Der Skandal rund um das salmonellenverseuchte Hühnerfleisch aus Polen, das unter anderem für einen Todesfall in Kärnten sorgte, sorgt nun auch innerhalb der Land- und Geflügelwirtschaft für Diskussionen. Der Verein "Land schafft Leben" mit Sitz in Schladming kritisiert den derzeit gängigen Import von Fleisch aus dem europäischen Ausland und den gleichzeitigen Export von Geflügel aus Österreich. Mindestens 30 Prozent des Hühnerfleisches in der Gastronomie wird im Moment aus Ländern wie Polen, Tschechien und der Ukraine importiert, schätzt der Obmann der österreichischen Geflügelwirtschaft, Markus Lukas.
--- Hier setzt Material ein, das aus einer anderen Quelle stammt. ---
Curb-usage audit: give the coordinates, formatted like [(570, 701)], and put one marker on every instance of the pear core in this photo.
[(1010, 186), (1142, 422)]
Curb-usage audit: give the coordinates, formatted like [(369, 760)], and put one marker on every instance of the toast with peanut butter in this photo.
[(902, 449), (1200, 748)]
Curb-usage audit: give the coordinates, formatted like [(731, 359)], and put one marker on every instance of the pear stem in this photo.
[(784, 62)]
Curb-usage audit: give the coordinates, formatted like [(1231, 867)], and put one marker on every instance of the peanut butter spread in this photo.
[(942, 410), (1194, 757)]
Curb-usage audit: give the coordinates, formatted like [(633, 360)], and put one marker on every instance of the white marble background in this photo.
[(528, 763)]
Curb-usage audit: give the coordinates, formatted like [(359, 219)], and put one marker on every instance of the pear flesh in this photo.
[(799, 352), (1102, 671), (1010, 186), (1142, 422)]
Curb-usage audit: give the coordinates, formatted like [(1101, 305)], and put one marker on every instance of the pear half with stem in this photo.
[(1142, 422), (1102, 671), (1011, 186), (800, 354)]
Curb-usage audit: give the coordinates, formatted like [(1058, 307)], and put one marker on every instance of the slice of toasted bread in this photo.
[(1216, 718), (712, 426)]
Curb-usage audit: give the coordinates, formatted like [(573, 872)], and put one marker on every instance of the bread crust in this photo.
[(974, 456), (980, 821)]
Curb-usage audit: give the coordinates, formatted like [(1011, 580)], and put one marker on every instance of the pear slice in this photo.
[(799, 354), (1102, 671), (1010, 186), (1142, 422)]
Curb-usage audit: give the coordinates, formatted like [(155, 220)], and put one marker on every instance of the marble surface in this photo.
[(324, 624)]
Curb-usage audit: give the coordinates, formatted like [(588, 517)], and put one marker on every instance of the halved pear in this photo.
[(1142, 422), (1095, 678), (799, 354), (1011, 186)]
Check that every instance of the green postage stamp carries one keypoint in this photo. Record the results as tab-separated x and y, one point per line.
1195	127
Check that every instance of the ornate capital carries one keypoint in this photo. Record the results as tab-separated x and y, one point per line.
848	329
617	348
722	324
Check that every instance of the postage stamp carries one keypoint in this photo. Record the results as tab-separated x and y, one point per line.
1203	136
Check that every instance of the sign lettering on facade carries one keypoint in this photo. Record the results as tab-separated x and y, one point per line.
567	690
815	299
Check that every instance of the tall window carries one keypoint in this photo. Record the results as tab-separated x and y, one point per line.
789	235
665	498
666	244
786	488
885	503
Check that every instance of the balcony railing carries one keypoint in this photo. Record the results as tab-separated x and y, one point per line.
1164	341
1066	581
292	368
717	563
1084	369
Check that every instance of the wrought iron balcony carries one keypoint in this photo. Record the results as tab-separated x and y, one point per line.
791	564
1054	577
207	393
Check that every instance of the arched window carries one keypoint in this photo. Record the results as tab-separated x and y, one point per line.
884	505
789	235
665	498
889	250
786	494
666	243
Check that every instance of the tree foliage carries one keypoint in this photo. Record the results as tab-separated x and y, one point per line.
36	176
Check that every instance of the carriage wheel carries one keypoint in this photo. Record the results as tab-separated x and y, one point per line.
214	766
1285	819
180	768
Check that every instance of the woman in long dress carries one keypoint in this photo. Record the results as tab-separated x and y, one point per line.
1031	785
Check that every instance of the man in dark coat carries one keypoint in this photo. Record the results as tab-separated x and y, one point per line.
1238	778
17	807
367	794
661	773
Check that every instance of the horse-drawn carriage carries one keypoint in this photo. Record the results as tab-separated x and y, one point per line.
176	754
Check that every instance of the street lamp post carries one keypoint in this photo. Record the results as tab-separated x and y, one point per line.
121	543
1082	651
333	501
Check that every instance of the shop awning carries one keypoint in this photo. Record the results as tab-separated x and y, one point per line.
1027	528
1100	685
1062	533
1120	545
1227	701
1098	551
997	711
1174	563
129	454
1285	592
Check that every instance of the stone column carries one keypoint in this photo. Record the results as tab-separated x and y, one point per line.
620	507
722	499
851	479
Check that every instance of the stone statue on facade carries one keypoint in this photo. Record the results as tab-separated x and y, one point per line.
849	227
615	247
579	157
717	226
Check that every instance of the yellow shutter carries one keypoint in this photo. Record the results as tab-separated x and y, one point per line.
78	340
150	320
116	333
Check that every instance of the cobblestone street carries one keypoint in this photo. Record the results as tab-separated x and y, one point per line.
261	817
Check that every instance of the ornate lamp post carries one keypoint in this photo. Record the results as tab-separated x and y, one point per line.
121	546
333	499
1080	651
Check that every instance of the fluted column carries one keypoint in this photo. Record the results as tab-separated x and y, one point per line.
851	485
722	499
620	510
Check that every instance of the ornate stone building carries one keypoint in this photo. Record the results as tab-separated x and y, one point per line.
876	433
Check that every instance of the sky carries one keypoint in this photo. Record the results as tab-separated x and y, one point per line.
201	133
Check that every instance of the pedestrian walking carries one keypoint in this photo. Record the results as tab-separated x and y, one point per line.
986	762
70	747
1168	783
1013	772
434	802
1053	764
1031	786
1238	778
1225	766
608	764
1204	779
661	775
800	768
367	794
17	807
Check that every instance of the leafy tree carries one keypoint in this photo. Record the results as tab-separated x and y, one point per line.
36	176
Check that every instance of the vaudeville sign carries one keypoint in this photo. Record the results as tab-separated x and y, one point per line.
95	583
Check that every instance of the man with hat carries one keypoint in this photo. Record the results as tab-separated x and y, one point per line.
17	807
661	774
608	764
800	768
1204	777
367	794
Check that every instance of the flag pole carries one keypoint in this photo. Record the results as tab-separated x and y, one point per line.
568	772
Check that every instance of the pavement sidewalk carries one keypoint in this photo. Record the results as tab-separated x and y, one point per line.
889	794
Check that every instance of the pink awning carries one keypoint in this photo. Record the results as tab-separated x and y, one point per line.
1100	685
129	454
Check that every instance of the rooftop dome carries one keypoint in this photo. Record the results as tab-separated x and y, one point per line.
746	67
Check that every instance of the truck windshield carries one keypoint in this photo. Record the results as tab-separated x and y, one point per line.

Ein Prozentsatz, der laut "Land schafft Leben" unverhältnismäßig hoch sei, wie auch Lukas bestätigt. "Im Moment liegen wir in Österreich bei ungefähr 84-prozentiger Selbstversorgung bei Mastgeflügel", sagt der Obmann, der selbst einen Mastbetrieb mit 52.000 Hühnern in Mureck in der Südoststeiermark führt. Ungefähr 85 Prozent der österreichischen Masthühner gehen an die Lebensmittelindustrie, der Rest wird auf die Gastronomie und Systemgastronomie verteilt. "Die Kantine im LKH verwendet unter anderem nur mehr Hendln aus der Steiermark", weiß der Obmann.
Unterschied von 20 bis 50 Cent
Die österreichischen Gesetze für Geflügelhaltung seien so streng wie nirgends sonst in Europa, so Lukas. "Für importiertes Fleisch gelten diese Gesetze allerdings nicht", ärgert er sich. So darf die Besatzdichte in Österreich in der Masthuhnhaltung maximal 30 Kilogramm pro Quadratmeter betragen, in Polen sind es 42 Kilogramm – ein Wert, der noch den EU-Vorgaben entspricht.
Das Argument des niedrigeren Preises für Fleisch aus dem Ausland will Lukas so nicht stehen lassen. "Der Unterschied ist nicht so groß, wie manche Gastronomiebetriebe tun." Ungefähr ein Drittel höher sei der Preis für österreichisches Hühnerfleisch, so der Obmann. "Bezahlt man für Geflügelfleisch aus dem Ausland vier Euro pro Kilo, sind es in Österreich um die sechs Euro", rechnet er vor. Teilt man das Kilogramm auf fünf Portionen in der Gastronomie auf, entstehe ein Preisunterschied von 20 bis 50 Cent. "Der Preis für Strom und Koch bleibt schließlich gleich, egal woher das Fleisch kommt", so Lukas, der zudem überzeugt ist, dass Konsumentinnen und Konsumenten bereit wären, mehr Geld für heimisches Fleisch auszugeben. "Auch wenn das Gericht dann einen Euro teurer wäre, würde sich das Gericht wahrscheinlich dennoch sogar besser verkaufen."
"Könnte so einfach sein"
Im Ö1-"Morgenjournal" sprach sich Gastronomie-Spartenobmann Mario Pulker gegen eine verpflichtende Herkunftsangabe in Restaurants aus, jedem Betrieb müsse die Entscheidung selbst überlassen sein. Eine Meinung, die Lukas nicht teilt. "Es könnte so einfach sein. Bei der verpflichtenden Angabe der Allergene beschwert sich auch niemand, diese Gegenwehr erweckt nur den Eindruck, dass Betriebe etwas zu verheimlichen haben." Als Paradebeispiel nennt Lukas den Penzinghof in Tirol, der in der Speisekarte auch die Bauern vorstellt, von denen die Produkte stammen. Ab 1. September 2023 gilt vorerst nur in der Systemgastronomie eine Kennzeichnungspflicht des Herkunftslandes. "Es ist ein kleiner Schritt in die richtige Richtung, aber nicht, was wir uns vorgestellt haben", sagt Lukas.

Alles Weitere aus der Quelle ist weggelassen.